Claro está que a pregação da Palavra é uma obra de importância muito grande. São necessárias as qualificações apropriadas para que seja feita da maneira adequada. Há qualificações espirituais, intelectuais e educacionais sobre as quais se deve insistir para que a igreja tenha um ministério adequado. Um homem que não tenha nascido de novo e que não seja um consistente crente em Cristo, não tem obviamente condição de pregar a Palavra de Deus aos outros; seria apenas um cego conduzindo outro. Um homem incapaz de pensar corretamente, incapaz de detectar a falácia de um argumento perverso, é passível de ser ele mesmo desviado por um falso ensinamento e, por sua vez, capaz de desviar outros. Um homem a quem falta educação geral e teológica normalmente não será capaz de fazer justiça à grande obra de pregação da Palavra de Deus e correrá o perigo de pregar uma mensagem desequilibrada ou parcial. Quando Deus chama um homem para a obra do ministério, também o aparelha com as habilidades e qualificações necessárias para que possa realizar a obra adequadamente.

3. Por que a nossa igreja, e a maioria das igrejas Protestantes, exige a formação superior completa num seminário para o ofício do ministério?

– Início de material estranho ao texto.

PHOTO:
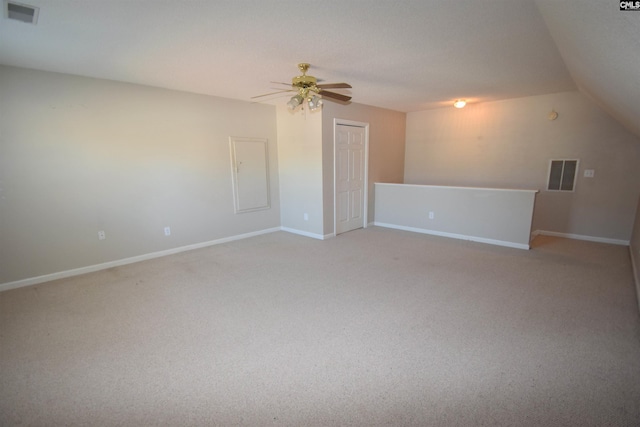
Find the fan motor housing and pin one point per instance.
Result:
(304, 81)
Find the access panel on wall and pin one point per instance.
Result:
(250, 170)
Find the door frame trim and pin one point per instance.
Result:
(365, 208)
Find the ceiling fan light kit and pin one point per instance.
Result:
(459, 103)
(309, 90)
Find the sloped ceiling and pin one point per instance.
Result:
(406, 55)
(600, 45)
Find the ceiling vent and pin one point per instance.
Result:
(22, 12)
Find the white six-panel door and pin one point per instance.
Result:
(350, 150)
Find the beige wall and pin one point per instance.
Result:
(635, 251)
(300, 163)
(386, 150)
(508, 144)
(78, 155)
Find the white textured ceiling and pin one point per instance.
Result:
(405, 55)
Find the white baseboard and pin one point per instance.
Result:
(580, 237)
(125, 261)
(455, 236)
(307, 234)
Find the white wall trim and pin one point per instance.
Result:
(97, 267)
(307, 233)
(454, 235)
(580, 237)
(636, 273)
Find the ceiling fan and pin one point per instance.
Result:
(308, 89)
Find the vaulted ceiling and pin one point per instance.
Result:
(405, 55)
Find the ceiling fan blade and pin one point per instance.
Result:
(272, 93)
(338, 96)
(334, 86)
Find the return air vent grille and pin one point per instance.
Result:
(22, 12)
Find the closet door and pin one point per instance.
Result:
(250, 170)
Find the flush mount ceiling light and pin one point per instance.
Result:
(309, 90)
(459, 103)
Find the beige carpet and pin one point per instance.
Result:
(374, 327)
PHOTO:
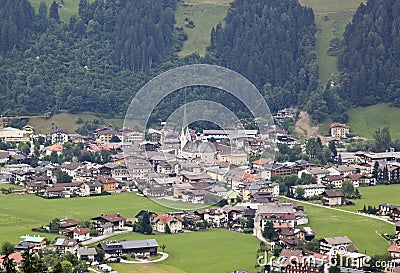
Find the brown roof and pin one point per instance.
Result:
(111, 218)
(67, 223)
(333, 193)
(81, 231)
(16, 256)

Quanto mais importante for a obra, mais importante será que tenham o treinamento adequado os que a realizarão. Sempre tem havido quem ache que seja perda de tempo, em maior ou menor grau, gastar sete anos na formação superior num seminário, preparando-se para a obra do ministério. Há hoje em muitas denominações a pressão constante para que essas exigências sejam relaxadas e que sejam admitidos no ministério homens que tenham menos do que isso. Alguns consideram que as matérias ensinadas em um curso superior — como filosofia, história e literatura — sejam inúteis ao ministério e uma perda do tempo que deveria ser investido “ganhando almas”. Há, da mesma maneira, quem pense que um breve “Curso de Bíblia” e mais algumas matérias práticas como a retórica religiosa (homilética) e prática pastoral devam ser suficientes e que o amplo estudo de Hebraico, Grego, História Eclesiástica e Teologia Sistemática sejam desperdício de tempo.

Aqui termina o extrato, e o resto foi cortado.